Because of the force with with Santos was struck, her bottom was fire-engine red and looked as if it had been “burned and blistered,” said Jorgensen, who took photos as evidence.
While paddling in public schools has been outlawed by 31 states, as well as by Washington, D.C., and Puerto Rico, the Supreme Court ruled in 1977 that it was legal unless it has abolished by local authorities, according to the web site Corpun.com.
It is legal in 19 states; efforts to ban it in Wyoming, North Carolina, Louisiana and Texas failed. However, in 2011 laws were introduced in both Texas and North Carolina giving parents the right to exempt their students from paddling.
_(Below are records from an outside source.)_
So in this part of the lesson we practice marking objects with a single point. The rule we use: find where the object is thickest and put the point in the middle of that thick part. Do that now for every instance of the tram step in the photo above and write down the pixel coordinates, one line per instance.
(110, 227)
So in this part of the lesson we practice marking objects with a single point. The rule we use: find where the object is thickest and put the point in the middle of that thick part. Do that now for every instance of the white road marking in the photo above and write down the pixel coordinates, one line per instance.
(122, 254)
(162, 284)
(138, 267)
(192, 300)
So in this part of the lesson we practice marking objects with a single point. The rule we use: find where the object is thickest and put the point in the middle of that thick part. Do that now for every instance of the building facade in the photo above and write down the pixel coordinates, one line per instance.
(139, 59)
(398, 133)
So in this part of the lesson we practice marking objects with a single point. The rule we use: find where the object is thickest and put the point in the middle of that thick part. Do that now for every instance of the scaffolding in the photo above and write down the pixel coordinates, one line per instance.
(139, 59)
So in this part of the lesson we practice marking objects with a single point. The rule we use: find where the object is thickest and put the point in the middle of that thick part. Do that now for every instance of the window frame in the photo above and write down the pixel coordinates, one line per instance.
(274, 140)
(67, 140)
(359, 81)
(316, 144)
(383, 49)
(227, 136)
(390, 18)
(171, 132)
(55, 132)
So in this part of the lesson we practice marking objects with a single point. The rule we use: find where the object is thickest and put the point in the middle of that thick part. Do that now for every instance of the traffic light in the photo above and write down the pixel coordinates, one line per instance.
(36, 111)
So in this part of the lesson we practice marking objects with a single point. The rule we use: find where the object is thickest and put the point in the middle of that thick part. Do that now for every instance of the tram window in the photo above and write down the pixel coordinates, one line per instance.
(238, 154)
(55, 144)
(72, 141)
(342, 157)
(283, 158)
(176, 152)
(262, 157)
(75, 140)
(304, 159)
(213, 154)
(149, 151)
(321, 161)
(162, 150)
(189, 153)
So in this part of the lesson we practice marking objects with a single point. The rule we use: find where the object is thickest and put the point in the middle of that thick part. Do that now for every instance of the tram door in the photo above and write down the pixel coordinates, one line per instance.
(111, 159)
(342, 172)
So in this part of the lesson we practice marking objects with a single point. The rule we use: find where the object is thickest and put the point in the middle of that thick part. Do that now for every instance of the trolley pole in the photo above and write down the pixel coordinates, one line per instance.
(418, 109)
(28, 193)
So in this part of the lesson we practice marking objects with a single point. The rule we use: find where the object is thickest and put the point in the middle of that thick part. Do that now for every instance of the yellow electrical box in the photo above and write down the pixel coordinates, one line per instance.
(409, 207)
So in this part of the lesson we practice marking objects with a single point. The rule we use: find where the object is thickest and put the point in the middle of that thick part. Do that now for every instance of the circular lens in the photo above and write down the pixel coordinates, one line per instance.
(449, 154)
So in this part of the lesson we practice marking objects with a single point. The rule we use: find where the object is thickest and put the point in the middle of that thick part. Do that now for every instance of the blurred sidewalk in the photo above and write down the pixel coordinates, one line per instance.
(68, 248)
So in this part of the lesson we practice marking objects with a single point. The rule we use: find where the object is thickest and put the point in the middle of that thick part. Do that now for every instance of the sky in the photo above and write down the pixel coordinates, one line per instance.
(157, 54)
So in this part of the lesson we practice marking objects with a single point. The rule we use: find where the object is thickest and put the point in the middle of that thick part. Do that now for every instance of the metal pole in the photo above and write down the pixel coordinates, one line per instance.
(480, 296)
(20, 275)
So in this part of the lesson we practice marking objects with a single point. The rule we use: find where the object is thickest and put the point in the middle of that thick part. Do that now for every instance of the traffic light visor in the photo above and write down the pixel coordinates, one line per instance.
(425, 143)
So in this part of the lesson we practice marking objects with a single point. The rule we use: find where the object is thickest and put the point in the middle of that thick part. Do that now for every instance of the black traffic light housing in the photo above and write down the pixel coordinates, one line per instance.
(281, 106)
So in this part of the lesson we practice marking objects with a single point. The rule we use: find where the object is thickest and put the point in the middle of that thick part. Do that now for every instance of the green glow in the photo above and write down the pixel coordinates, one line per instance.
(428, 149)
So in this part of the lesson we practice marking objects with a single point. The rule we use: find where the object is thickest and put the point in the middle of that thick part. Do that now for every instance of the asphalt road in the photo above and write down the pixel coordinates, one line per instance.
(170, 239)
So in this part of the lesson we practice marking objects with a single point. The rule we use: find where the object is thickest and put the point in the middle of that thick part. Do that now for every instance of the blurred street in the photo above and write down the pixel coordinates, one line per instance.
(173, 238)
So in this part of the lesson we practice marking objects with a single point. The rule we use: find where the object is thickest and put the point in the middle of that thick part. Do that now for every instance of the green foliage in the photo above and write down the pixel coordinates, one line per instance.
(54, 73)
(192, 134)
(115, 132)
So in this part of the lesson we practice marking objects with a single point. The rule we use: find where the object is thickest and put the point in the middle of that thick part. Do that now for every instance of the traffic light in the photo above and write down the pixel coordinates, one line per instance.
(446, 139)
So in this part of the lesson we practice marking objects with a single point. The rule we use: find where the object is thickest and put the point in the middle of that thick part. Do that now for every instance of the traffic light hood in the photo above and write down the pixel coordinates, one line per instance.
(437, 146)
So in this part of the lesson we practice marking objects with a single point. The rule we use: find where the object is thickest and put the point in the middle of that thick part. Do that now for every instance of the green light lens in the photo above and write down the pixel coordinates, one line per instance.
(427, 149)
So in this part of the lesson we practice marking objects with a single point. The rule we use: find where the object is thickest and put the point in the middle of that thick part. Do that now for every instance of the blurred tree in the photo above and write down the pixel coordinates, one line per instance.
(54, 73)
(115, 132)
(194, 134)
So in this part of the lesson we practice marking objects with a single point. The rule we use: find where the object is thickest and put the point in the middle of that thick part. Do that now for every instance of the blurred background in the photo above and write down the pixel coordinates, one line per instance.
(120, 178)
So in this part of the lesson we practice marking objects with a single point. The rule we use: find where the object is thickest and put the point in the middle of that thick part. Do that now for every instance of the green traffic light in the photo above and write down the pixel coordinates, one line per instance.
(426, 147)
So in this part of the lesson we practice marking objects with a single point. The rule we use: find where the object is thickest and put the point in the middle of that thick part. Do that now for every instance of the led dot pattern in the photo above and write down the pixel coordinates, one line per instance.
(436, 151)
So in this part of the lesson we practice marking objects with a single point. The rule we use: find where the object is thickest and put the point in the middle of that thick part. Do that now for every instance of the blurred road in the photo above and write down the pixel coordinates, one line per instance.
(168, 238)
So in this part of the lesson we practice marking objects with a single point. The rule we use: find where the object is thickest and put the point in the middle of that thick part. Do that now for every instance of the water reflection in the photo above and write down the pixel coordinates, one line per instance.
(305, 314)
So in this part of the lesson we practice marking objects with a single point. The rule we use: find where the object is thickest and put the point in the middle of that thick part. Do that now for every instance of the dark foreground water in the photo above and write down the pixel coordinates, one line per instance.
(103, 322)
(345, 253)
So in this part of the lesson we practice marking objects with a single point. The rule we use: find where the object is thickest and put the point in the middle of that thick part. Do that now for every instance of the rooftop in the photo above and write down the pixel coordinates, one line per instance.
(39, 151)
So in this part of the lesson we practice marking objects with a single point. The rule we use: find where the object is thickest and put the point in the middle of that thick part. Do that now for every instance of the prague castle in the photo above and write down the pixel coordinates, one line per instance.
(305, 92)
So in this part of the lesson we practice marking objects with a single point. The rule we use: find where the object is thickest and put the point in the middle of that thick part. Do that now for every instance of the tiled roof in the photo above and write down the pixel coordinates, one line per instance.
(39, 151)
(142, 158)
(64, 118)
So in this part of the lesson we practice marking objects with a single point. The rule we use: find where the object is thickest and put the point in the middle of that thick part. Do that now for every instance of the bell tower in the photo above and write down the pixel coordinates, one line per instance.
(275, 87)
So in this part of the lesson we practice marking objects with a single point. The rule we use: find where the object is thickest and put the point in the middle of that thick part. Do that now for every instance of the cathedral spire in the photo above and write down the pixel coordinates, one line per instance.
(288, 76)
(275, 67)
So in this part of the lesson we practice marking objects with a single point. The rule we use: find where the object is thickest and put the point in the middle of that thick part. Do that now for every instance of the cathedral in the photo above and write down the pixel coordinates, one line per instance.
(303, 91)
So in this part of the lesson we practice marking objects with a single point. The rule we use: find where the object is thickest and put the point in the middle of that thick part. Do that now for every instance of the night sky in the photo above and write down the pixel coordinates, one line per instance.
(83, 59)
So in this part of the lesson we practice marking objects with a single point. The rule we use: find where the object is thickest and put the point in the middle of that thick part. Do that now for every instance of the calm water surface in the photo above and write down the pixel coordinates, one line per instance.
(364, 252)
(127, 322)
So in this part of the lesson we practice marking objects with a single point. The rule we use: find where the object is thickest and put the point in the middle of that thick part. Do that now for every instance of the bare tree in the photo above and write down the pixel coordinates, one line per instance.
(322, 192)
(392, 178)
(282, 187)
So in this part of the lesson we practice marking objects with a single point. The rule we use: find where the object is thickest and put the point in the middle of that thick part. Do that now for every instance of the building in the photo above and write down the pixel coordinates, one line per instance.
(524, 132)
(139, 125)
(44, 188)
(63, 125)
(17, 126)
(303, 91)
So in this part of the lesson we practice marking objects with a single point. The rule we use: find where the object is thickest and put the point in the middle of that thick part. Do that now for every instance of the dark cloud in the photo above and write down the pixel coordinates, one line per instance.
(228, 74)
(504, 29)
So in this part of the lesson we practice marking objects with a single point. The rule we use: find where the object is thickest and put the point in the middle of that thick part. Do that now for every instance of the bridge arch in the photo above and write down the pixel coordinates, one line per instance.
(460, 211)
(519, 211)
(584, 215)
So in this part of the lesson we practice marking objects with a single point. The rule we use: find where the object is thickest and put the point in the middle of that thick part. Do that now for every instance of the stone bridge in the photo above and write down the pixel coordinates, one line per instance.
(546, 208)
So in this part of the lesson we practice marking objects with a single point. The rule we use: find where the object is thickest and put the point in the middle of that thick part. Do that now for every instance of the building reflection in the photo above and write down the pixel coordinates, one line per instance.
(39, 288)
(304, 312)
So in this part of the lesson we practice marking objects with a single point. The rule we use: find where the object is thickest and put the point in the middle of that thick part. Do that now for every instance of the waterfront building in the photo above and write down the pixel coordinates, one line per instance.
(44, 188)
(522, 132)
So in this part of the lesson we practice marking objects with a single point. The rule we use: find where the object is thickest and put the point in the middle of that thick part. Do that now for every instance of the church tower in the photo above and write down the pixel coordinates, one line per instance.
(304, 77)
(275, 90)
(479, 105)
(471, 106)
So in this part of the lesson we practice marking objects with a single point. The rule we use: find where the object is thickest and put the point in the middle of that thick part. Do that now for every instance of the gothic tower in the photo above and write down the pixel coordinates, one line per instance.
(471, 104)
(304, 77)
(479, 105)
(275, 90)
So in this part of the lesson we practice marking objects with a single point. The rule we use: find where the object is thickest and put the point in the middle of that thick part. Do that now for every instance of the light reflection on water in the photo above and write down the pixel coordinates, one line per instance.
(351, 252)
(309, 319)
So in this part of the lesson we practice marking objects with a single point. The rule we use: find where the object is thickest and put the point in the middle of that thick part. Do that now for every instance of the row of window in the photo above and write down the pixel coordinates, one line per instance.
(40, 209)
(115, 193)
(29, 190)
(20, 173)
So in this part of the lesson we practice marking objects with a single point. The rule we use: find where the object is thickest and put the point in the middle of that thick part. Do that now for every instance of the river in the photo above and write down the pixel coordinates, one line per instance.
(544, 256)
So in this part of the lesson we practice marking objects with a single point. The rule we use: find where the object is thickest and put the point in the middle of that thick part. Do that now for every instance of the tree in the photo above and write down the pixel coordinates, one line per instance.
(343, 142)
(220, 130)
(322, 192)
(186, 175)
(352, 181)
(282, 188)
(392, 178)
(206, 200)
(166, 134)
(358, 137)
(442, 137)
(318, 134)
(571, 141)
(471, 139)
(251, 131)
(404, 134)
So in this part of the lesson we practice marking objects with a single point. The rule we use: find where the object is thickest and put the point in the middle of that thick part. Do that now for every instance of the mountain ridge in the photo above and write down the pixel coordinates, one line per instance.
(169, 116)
“A lot of people think it was abolished 20 years ago,” Jimmy Dunne, president of People Opposed to Paddling Students (POPS), told ABC News. A former math teacher in the Houston Middle Schools, Dunne founded POPS in 1981 and has been the spanker and spankee. But he refused to participate after noticing that some teachers were “getting sadistic pleasure out of hitting these kids.”
He has actively tried to get schools to curb the practice ever since, but he has met with resistance. In June, he appeared at an anti-corporal punishment in schools rally in Washington, D.C., and will be attending a school board meeting on Monday after a 13-year-old student at Barbers Hill Middle School in Houston was covered with welts and bruises after a paddling he received for getting three consecutive zero grades.
“Members of the Texas legislature say, ‘I was paddled, and I turned out OK,'” he said. “Or they say they want to leave it up to the local district to decide. They think it’s good discipline. But it’s legalized child abuse. I always say if this was done away from the school, the person would be arrested.”
The day after her daughter’s paddling, Jorgensen called the vice principal to complain, but was told it was “normal for her bottom to look like this after receiving swats.” The vice principal added that he had no idea about the same gender swatting, Jorgensen said.
Neither Jorgensen, nor the vice principal nor Springtown ISD Superintendent Mike Kelley, was available for comment by ABC News. But according to WFAA, Kelley is going to ask the school board to abolish the same gender policy, since adhering to it can be difficult on some campuses.
Jorgensen told WFAA that she will be at the school board meeting to encourage them not to abolish the same-gender policy.
“I think Taylor is proof that we need to keep that policy,” she said. “I don’t believe a man intentionally meant to do that to her, but it still happens, because men are too big and strong to be hitting 96-pound girls.”